When running spark cluster on dataproc with only 2 nonpreemptable worker nodes and other 100~ preemptable nodes I sometimes get a cluster that is not usable at all due to too many connection errors, datanode errors, lost executors but still being tracked for the heartbeat... Always getting errors like that:
18/08/08 15:40:11 WARN org.apache.hadoop.hdfs.DataStreamer: Error Recovery for BP-877400388-10.128.0.31-1533740979408:blk_1073742308_1487 in pipeline [DatanodeInfoWithStorage[10.128.0.35:9866,DS-60d8a566-a1b3-4fce-b9e2-1eeeb4ac840b,DISK], DatanodeInfoWithStorage[10.128.0.7:9866,DS-9f1d8b17-0fee-41c7-9d31-8ad89f0df69f,DISK]]: datanode 0(DatanodeInfoWithStorage[10.128.0.35:9866,DS-60d8a566-a1b3-4fce-b9e2-1eeeb4ac840b,DISK]) is bad.

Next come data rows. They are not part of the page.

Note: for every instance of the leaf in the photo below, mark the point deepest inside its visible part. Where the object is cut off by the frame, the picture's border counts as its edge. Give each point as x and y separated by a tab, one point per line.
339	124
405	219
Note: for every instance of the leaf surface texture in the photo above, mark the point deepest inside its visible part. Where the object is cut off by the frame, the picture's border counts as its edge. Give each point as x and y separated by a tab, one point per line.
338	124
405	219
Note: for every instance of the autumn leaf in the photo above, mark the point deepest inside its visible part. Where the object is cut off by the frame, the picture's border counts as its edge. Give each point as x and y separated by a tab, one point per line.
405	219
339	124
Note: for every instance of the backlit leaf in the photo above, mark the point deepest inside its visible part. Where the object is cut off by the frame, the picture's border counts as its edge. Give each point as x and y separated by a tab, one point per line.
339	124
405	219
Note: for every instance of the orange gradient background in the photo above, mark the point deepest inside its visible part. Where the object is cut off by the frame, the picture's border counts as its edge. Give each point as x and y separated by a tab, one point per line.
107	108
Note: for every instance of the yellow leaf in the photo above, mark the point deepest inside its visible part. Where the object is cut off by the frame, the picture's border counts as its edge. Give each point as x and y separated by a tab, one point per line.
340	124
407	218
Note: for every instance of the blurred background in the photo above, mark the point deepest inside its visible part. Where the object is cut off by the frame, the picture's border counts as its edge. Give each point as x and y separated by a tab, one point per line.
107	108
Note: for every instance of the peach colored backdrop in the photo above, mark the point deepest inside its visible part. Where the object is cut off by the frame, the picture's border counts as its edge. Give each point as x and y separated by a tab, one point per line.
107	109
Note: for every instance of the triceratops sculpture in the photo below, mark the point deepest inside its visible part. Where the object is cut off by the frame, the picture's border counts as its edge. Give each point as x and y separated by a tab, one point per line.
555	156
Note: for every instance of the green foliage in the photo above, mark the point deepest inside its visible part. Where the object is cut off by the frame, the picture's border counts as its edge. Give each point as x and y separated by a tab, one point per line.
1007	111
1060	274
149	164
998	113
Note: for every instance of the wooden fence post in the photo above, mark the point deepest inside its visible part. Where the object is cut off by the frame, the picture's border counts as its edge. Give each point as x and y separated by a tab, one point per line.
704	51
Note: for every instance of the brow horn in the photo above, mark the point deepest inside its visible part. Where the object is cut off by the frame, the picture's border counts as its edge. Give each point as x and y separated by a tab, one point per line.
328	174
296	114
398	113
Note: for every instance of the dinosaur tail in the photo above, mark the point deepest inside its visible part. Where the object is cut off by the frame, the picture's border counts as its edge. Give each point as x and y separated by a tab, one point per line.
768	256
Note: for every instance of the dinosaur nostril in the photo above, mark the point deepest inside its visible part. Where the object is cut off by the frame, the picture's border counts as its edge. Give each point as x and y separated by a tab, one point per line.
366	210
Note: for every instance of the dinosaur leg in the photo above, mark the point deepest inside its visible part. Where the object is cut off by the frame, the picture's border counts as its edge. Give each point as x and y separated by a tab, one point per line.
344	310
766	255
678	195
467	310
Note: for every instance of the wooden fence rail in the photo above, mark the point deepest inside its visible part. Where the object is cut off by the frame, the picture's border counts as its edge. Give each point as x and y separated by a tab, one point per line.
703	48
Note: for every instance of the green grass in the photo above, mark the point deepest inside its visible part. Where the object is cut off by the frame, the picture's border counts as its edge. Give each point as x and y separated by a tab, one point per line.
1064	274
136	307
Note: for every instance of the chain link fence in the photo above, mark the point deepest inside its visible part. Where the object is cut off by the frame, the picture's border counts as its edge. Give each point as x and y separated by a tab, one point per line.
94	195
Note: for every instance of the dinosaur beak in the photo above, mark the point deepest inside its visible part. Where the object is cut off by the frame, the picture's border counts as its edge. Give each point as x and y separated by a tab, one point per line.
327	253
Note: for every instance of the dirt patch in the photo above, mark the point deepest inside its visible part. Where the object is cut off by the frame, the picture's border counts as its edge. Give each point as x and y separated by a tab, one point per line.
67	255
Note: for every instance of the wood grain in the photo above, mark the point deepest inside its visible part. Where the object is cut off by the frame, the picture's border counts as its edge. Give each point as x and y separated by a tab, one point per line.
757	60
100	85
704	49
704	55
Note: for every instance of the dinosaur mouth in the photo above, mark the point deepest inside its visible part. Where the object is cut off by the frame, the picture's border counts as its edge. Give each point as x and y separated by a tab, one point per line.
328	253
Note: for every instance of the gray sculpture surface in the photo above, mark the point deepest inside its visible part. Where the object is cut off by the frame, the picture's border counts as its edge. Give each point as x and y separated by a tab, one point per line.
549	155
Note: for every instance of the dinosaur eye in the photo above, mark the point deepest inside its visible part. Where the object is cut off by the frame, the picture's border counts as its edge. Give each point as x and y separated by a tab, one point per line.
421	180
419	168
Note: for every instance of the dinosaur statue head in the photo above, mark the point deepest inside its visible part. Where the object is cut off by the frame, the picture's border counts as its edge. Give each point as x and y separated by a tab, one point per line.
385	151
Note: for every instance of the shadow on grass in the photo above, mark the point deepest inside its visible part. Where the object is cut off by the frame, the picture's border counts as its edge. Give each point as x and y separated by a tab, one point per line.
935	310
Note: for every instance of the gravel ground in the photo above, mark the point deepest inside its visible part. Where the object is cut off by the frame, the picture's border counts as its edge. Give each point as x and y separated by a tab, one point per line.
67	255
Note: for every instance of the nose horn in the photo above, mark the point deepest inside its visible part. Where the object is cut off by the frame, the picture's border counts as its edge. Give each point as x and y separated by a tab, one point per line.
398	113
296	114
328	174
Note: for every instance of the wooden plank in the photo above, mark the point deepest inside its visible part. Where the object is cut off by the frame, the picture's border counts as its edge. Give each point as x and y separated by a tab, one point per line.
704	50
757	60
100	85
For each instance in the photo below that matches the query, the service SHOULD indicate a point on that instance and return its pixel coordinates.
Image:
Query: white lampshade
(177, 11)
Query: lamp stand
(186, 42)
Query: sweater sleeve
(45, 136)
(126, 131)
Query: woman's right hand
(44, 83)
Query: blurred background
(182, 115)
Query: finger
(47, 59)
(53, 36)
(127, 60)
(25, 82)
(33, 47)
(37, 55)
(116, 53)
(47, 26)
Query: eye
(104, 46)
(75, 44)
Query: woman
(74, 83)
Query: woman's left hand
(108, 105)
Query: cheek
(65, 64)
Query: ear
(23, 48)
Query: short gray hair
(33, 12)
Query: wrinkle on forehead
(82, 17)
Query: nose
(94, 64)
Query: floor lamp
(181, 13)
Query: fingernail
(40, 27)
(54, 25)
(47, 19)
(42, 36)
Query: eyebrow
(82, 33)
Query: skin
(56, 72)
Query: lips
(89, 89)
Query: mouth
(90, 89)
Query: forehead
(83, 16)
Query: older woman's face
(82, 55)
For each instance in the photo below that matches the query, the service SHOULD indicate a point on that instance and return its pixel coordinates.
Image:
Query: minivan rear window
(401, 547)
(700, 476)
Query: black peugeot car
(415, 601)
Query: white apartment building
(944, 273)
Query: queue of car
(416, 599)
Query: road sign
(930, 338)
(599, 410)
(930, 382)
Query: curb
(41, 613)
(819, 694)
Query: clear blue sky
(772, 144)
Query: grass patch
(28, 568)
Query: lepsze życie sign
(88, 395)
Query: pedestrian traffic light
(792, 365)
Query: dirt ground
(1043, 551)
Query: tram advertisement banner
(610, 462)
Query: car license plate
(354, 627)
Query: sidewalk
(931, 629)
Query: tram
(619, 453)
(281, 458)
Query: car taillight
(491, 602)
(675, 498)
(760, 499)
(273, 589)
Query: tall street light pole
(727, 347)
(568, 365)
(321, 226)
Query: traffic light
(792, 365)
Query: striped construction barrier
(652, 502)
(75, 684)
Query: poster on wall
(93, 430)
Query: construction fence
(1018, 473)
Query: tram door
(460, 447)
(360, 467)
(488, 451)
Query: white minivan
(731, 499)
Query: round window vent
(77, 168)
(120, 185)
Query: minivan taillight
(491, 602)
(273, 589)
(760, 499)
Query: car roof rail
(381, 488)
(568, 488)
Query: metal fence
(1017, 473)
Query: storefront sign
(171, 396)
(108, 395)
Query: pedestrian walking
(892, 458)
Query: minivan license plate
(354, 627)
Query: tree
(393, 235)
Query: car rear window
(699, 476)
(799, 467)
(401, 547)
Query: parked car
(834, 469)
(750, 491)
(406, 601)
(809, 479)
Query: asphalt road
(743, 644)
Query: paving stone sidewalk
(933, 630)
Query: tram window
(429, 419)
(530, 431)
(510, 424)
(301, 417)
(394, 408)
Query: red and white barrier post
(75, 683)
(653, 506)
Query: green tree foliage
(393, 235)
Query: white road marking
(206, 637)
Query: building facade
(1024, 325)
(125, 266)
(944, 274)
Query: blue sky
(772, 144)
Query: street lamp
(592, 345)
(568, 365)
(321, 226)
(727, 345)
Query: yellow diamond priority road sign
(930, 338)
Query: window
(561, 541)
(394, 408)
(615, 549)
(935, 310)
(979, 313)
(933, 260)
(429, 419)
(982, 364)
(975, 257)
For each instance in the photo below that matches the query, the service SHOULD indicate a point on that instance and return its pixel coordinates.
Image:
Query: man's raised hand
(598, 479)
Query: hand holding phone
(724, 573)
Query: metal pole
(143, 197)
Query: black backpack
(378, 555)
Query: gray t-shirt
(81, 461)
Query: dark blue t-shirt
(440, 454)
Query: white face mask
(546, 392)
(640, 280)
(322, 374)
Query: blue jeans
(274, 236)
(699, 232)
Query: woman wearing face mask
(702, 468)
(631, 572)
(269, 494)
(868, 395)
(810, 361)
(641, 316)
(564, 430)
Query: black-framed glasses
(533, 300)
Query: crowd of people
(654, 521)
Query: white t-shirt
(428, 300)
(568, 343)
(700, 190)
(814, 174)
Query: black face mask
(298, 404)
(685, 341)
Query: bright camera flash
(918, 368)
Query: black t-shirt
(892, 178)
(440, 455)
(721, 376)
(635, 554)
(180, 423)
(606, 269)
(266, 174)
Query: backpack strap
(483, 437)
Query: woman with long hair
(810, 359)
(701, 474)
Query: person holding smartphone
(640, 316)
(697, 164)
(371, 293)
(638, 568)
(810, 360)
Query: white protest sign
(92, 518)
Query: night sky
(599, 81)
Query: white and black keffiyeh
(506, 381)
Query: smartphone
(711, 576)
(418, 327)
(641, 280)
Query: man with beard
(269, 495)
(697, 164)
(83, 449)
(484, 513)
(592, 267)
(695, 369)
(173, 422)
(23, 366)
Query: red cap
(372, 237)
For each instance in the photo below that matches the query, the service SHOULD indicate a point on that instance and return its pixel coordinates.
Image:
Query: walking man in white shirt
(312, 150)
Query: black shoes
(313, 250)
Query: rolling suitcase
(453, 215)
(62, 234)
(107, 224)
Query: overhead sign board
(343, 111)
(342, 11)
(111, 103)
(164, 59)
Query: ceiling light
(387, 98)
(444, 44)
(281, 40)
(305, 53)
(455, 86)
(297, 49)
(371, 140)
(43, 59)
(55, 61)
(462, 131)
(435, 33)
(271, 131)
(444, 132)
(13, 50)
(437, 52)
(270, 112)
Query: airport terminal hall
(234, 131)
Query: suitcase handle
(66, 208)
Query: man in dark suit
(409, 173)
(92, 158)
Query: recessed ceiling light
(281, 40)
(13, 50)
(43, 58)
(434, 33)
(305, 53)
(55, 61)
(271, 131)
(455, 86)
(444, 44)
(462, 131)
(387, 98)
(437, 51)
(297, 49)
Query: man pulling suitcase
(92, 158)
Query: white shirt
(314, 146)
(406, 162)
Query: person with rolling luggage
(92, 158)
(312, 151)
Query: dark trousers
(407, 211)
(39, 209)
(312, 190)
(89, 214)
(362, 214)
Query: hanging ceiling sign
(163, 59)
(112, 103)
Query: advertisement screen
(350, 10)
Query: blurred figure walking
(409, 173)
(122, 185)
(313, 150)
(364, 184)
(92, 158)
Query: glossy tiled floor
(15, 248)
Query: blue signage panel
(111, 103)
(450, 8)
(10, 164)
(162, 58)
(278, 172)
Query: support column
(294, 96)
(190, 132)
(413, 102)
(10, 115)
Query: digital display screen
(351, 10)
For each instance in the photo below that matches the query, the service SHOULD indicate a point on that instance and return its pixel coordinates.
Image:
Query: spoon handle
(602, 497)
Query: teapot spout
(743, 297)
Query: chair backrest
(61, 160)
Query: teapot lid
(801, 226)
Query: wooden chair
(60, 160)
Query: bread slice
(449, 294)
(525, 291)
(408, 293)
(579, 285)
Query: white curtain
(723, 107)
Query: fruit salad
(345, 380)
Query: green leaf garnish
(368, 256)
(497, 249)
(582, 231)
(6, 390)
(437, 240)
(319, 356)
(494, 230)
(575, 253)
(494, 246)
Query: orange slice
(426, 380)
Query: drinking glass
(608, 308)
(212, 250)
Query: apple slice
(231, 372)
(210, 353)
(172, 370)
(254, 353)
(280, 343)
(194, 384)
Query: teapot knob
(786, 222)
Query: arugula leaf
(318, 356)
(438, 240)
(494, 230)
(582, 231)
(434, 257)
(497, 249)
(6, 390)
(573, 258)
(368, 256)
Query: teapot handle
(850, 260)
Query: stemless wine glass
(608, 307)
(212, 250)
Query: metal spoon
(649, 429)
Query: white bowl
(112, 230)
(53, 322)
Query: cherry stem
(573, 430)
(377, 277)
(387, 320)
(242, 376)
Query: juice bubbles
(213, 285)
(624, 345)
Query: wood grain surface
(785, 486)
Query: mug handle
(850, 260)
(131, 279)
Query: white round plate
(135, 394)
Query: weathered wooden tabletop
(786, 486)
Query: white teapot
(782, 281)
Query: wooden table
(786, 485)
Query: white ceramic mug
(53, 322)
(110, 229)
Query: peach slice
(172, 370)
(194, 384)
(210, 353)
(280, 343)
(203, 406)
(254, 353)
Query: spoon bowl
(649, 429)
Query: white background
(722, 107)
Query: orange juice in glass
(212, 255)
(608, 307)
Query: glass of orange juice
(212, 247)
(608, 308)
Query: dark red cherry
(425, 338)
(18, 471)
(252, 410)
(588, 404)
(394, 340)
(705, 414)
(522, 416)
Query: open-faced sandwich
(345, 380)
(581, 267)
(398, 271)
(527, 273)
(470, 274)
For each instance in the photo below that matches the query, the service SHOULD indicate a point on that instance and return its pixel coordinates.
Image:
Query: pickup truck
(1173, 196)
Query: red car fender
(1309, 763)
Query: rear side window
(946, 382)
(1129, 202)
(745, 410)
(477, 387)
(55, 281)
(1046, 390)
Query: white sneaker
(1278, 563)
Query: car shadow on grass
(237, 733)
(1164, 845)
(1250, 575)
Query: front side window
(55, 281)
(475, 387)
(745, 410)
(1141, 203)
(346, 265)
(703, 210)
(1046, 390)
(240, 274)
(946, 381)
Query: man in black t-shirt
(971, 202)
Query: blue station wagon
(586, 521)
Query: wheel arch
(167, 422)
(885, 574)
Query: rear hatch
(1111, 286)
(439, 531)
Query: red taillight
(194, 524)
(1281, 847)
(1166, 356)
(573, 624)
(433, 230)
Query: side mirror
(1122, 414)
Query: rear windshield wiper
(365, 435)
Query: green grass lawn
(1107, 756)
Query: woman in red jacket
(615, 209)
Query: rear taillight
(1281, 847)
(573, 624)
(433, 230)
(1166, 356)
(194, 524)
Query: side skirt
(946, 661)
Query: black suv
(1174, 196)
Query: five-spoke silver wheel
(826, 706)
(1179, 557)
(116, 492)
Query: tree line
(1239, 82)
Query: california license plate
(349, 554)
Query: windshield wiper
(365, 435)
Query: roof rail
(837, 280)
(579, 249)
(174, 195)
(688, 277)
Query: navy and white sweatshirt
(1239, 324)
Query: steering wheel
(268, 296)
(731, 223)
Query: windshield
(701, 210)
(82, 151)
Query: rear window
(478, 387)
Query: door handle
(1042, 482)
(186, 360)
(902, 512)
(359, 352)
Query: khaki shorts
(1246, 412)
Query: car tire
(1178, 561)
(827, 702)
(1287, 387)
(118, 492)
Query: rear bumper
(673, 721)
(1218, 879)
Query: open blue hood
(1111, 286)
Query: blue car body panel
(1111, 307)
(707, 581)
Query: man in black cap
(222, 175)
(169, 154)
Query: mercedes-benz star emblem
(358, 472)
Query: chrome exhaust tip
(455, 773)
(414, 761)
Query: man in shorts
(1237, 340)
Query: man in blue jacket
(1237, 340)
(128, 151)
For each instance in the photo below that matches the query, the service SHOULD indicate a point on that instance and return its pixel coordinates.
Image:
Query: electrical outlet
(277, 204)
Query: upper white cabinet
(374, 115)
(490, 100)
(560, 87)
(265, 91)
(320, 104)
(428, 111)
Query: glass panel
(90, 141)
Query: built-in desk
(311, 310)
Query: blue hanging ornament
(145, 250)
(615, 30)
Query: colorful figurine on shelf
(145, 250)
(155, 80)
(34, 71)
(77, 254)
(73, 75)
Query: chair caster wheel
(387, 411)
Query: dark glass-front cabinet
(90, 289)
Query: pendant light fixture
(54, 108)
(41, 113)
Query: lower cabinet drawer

And errors reporting Slow ReadProcessor read fields for block BP-877400388-10.128.0.31-1533740979408:blk_1073742314_1494
from what I see there appear to be something not functioning correctly for those clusters but nothing is reported to indicate that.
Plus the application master is also created on a preemptable node why is that?